MariaDB 10.11 currently has explicit process-crash and replay evidence coverage,
while 10.5/10.6 are validated across the core connection and end-to-end lanes.

**Note on schema change events**: Runtime connectors emit canonical `Operation::SchemaChange` events for supported DDL capture paths. Use `rustcdc::ddl_capture` and `rustcdc::schema_history` together when building schema-aware downstream consumers.

**MariaDB nuance**: MariaDB schema-change behavior follows the MySQL connector path and is exercised in integration coverage, but depth may vary by engine/version-specific DDL semantics.

### Connecting to MariaDB

Use `MysqlSourceConfig` exactly as you would for MySQL:

```rust
use rustcdc::source::mysql::MysqlSourceConfig;

let config = MysqlSourceConfig {
    host: "mariadb-host".into(),
    port: 3306,
    user: "replication_user".into(),
    password: rustcdc::SecretString::new("secret"),
    database: "my_db".into(),
    ..Default::default()
};
```

### Known Limitations

- MariaDB 10.3 and earlier are **not tested** and may work with basic binlog
  events but are unsupported.
- MariaDB Galera Cluster is not tested; CDC from a Galera node may exhibit
  unexpected behaviour due to write-set replication semantics.
- `ROW_FORMAT=COMPRESSED` tables require `binlog_row_image = FULL` on the
  server; partial images are not supported.

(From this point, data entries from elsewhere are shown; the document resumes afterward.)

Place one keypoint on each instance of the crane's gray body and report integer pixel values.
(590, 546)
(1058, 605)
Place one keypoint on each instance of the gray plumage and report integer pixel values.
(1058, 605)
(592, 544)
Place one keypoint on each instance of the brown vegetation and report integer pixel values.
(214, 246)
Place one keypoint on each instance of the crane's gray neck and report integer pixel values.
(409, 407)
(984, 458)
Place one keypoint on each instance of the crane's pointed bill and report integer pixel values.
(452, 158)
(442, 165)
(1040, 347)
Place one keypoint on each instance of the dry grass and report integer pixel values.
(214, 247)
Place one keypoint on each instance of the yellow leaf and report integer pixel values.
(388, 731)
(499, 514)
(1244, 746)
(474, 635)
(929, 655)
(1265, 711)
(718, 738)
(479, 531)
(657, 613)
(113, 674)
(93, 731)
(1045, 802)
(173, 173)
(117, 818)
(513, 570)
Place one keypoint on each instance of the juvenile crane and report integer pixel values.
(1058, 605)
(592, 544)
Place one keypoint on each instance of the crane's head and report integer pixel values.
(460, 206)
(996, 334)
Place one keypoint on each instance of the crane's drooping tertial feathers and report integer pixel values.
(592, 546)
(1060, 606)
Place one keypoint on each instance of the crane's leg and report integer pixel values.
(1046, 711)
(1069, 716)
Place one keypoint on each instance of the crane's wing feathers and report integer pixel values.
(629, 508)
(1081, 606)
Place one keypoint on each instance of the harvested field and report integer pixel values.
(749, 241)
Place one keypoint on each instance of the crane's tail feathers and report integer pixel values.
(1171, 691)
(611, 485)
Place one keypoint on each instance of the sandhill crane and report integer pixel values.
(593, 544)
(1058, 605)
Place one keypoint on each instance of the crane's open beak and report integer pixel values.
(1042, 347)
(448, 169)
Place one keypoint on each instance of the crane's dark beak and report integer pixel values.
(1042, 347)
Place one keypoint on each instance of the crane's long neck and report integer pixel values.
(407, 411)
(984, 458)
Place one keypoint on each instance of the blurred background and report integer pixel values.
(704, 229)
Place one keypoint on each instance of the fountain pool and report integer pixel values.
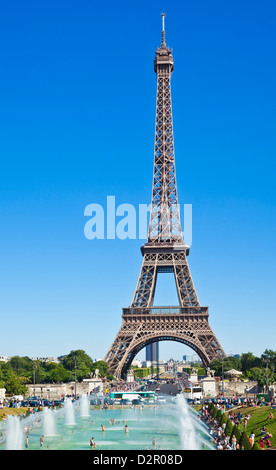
(172, 426)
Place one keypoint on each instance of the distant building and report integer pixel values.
(4, 358)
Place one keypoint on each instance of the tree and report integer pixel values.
(248, 361)
(227, 363)
(84, 364)
(102, 368)
(16, 385)
(235, 432)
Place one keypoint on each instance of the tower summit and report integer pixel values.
(165, 251)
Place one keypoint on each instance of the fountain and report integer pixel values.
(84, 405)
(193, 434)
(69, 412)
(48, 422)
(172, 426)
(14, 439)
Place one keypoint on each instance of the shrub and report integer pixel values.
(256, 446)
(211, 406)
(215, 412)
(223, 419)
(235, 432)
(244, 441)
(228, 427)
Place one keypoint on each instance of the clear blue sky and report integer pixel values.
(77, 116)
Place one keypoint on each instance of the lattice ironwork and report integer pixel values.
(165, 251)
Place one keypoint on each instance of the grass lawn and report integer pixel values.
(11, 411)
(258, 419)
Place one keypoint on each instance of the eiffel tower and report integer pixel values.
(164, 251)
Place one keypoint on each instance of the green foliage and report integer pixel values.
(223, 419)
(227, 363)
(228, 427)
(215, 412)
(18, 371)
(211, 406)
(235, 432)
(244, 442)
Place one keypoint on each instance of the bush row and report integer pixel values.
(231, 429)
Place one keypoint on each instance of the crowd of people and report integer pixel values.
(222, 441)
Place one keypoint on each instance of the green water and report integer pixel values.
(161, 423)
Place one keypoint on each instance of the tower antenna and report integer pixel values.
(163, 29)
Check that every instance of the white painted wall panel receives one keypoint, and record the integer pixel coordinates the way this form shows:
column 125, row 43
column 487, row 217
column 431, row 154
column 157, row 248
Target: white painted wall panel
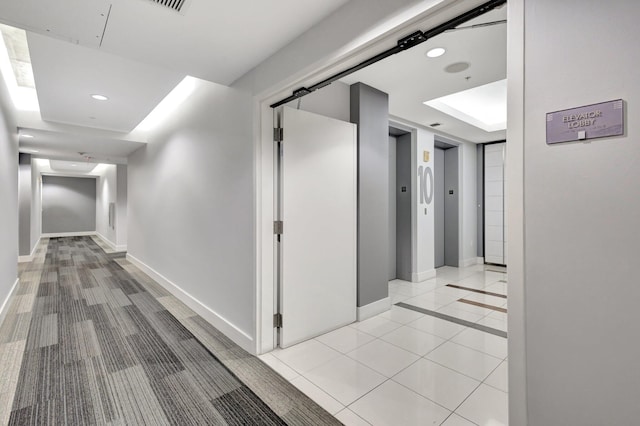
column 494, row 203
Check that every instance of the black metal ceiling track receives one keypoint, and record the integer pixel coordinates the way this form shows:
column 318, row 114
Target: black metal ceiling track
column 403, row 44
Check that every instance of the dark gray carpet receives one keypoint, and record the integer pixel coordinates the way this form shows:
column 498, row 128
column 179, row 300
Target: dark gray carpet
column 101, row 349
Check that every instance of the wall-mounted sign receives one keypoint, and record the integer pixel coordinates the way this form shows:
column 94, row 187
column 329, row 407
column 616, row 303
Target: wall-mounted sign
column 587, row 122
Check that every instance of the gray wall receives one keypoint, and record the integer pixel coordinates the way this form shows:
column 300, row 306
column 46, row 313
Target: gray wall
column 370, row 111
column 582, row 206
column 392, row 208
column 403, row 208
column 8, row 195
column 121, row 205
column 438, row 195
column 191, row 203
column 24, row 206
column 480, row 198
column 68, row 204
column 451, row 207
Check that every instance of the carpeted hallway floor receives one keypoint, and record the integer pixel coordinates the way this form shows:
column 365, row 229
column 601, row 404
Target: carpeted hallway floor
column 101, row 343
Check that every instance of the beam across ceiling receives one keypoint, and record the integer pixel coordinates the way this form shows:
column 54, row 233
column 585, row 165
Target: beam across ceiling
column 403, row 44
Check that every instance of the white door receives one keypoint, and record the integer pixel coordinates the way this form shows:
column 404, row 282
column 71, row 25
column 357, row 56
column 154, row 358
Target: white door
column 318, row 244
column 495, row 225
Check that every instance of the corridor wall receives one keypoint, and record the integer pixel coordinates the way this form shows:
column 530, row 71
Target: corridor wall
column 191, row 208
column 581, row 210
column 9, row 197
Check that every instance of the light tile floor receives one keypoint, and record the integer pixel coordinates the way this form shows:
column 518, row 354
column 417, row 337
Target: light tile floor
column 403, row 367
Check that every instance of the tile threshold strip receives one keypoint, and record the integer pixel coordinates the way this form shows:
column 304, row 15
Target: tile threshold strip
column 483, row 305
column 449, row 318
column 475, row 290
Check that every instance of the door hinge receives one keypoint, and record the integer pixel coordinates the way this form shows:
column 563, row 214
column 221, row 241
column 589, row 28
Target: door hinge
column 278, row 227
column 277, row 321
column 278, row 134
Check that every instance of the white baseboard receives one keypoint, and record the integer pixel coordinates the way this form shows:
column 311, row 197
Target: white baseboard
column 423, row 276
column 373, row 309
column 5, row 304
column 231, row 331
column 470, row 262
column 111, row 245
column 30, row 257
column 68, row 234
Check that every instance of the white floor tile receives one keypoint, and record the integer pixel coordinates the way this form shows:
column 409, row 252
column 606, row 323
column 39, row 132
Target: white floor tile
column 452, row 291
column 441, row 328
column 349, row 418
column 499, row 379
column 376, row 326
column 345, row 339
column 426, row 301
column 401, row 315
column 455, row 420
column 397, row 298
column 493, row 323
column 306, row 355
column 487, row 299
column 440, row 384
column 413, row 340
column 465, row 360
column 458, row 313
column 278, row 366
column 345, row 379
column 483, row 342
column 479, row 310
column 486, row 406
column 501, row 316
column 322, row 398
column 500, row 288
column 383, row 357
column 392, row 404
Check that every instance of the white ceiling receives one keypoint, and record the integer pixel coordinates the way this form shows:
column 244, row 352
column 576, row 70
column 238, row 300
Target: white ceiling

MariaDB integration evidence includes dedicated end-to-end suites for snapshot
resume, stream CDC, and snapshot-to-stream handoff on MariaDB 10.5 and 10.6 in
`tests/mariadb_e2e_integration.rs`, plus connection lifecycle coverage in
`tests/mariadb_connection_integration.rs`, and process-crash replay coverage on
MariaDB 10.11 in `tests/runtime_mariadb_process_crash_integration.rs`.